In this section, we are trying to find the weather event combined with greatest economic loss.
The first action we taken is trying to combine the base number with the magnitude, and create a new column to the right hand of raw data, which indicated the total loss in each onset of hazard weather,
symToNum <- function(x) {
if (x == "H") {
y <- 10^2
} else if (x == "K") {
y <- 10^3
} else if (x == "M") {
y <- 10^6
} else if (x == "B") {
y <- 10^9
} else {
y <- 1
}
return(y)
}
dmgBase <- data$PROPDMG
dmgExpSym <- as.character(data$PROPDMGEXP)
dmgExpSym <- toupper(dmgExpSym)
dmgNum <- sapply(dmgExpSym, symToNum)
dmgAll <- dmgBase * dmgNum
dmgBase2 <- data$CROPDMG
dmgExpSym2 <- as.character(data$CROPDMGEXP)
dmgExpSym2 <- toupper(dmgExpSym2)
dmgNum2 <- sapply(dmgExpSym2, symToNum)
dmgAll2 <- dmgBase2 * dmgNum2
data$totEcoDmg <- dmgAll + dmgAll2
and now we can subset into corresponding weather event and sum up economic loss, as we did in last section.
dataEcoLoss <- split(data$totEcoDmg, as.factor(data$EVTYPE))
sumEcoLoss <- sapply(dataEcoLoss, sum, na.rm=T)
ecoLossTab <- data.frame(sumEcoLoss=sumEcoLoss, evtName=names(dataEcoLoss))
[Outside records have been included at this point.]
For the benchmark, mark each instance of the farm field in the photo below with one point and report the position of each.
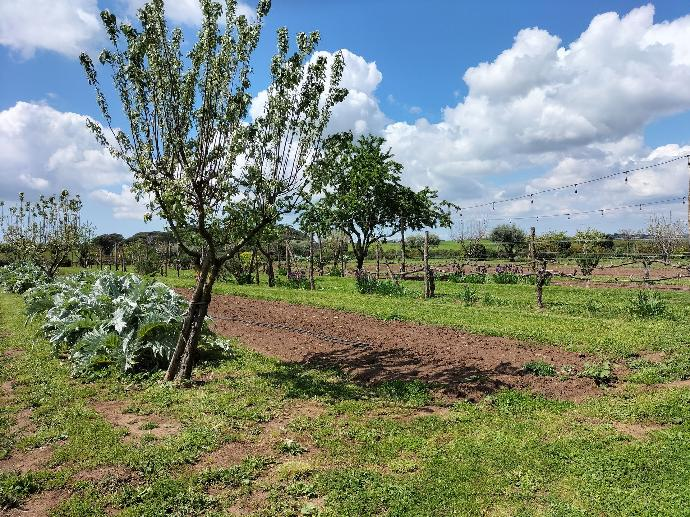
(332, 431)
(425, 263)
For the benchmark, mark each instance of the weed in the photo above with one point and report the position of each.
(647, 304)
(291, 447)
(601, 373)
(540, 368)
(469, 295)
(15, 487)
(409, 392)
(367, 284)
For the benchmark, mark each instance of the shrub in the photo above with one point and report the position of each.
(507, 274)
(106, 320)
(18, 277)
(647, 304)
(540, 369)
(505, 278)
(476, 251)
(367, 284)
(471, 278)
(295, 280)
(469, 295)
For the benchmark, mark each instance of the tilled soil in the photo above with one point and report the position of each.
(463, 365)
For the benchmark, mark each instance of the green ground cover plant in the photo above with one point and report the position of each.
(354, 450)
(568, 321)
(104, 320)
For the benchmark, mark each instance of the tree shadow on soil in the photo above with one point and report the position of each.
(368, 368)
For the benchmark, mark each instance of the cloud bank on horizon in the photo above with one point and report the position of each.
(562, 112)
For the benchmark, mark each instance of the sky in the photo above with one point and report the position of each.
(482, 101)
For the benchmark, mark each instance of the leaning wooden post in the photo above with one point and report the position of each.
(542, 275)
(532, 251)
(318, 236)
(311, 262)
(287, 258)
(427, 274)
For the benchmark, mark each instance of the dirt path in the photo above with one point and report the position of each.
(371, 350)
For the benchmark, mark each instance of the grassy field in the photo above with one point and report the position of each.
(313, 443)
(576, 318)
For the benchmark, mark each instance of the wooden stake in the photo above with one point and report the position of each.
(311, 262)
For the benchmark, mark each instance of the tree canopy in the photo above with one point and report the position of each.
(361, 193)
(510, 237)
(216, 177)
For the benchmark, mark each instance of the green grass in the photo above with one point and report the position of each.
(576, 318)
(368, 451)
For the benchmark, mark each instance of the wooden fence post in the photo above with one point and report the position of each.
(428, 274)
(311, 262)
(532, 250)
(288, 268)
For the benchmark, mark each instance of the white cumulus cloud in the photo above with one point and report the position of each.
(45, 150)
(123, 203)
(65, 26)
(360, 111)
(540, 101)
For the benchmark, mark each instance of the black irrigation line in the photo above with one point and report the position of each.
(296, 330)
(576, 185)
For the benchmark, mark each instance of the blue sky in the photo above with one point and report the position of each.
(566, 92)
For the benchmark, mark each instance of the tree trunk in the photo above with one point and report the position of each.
(318, 235)
(269, 269)
(402, 250)
(311, 262)
(360, 260)
(288, 268)
(429, 286)
(182, 361)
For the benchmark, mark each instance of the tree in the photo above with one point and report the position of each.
(666, 235)
(215, 177)
(470, 240)
(416, 241)
(362, 195)
(553, 244)
(510, 237)
(107, 241)
(590, 245)
(45, 232)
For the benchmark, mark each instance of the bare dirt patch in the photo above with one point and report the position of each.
(23, 424)
(110, 473)
(135, 425)
(26, 460)
(272, 433)
(39, 504)
(466, 366)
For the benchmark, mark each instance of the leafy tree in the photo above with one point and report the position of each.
(45, 232)
(362, 195)
(590, 245)
(553, 244)
(216, 178)
(510, 237)
(107, 241)
(666, 236)
(416, 241)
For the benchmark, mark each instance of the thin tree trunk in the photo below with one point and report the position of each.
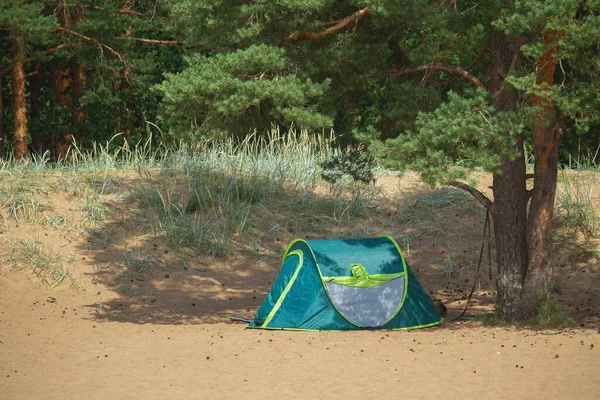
(546, 136)
(1, 123)
(39, 143)
(19, 99)
(510, 190)
(61, 82)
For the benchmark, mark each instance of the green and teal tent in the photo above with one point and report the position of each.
(345, 284)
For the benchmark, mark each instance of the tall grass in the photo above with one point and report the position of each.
(208, 195)
(29, 254)
(574, 197)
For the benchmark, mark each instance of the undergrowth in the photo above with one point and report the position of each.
(547, 314)
(29, 254)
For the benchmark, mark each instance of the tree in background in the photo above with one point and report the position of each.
(82, 70)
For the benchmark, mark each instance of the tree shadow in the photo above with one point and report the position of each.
(151, 283)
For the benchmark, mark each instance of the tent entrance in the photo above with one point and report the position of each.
(368, 307)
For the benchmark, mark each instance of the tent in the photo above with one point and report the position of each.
(345, 284)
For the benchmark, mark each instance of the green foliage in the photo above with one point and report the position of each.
(462, 134)
(353, 162)
(220, 95)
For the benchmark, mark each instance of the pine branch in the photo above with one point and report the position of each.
(306, 36)
(125, 11)
(482, 198)
(6, 70)
(439, 66)
(151, 41)
(101, 46)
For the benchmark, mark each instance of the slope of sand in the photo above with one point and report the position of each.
(164, 332)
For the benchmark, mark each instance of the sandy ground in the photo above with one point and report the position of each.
(54, 346)
(165, 332)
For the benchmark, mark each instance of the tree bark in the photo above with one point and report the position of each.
(19, 99)
(510, 190)
(546, 137)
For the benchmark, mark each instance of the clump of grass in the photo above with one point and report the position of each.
(548, 315)
(574, 204)
(574, 201)
(29, 254)
(22, 196)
ecoLossTab <- ecoLossTab[with(ecoLossTab, order(sumEcoLoss, decreasing=T)), ]
head(ecoLossTab, 10)
sumEcoLoss evtName
FLOOD 150319678257 FLOOD
HURRICANE/TYPHOON 71913712800 HURRICANE/TYPHOON
TORNADO 57352114049 TORNADO
STORM SURGE 43323541000 STORM SURGE
HAIL 18758222016 HAIL
FLASH FLOOD 17562129167 FLASH FLOOD
DROUGHT 15018672000 DROUGHT
HURRICANE 14610229010 HURRICANE
RIVER FLOOD 10148404500 RIVER FLOOD
ICE STORM 8967041360 ICE STORM
Finally, different statement is deduced, the flood weather brings the greatest economic loss based on the NOAA database records from 1950 to 2010.
This report brings forward an exploration of the influence from hazard weather event based on NOAA strom database. Different outputs come up when we trying to evaluate from different aspect. The tornado is the dangerous weather to human health while the flood go with the great ecomonic loss.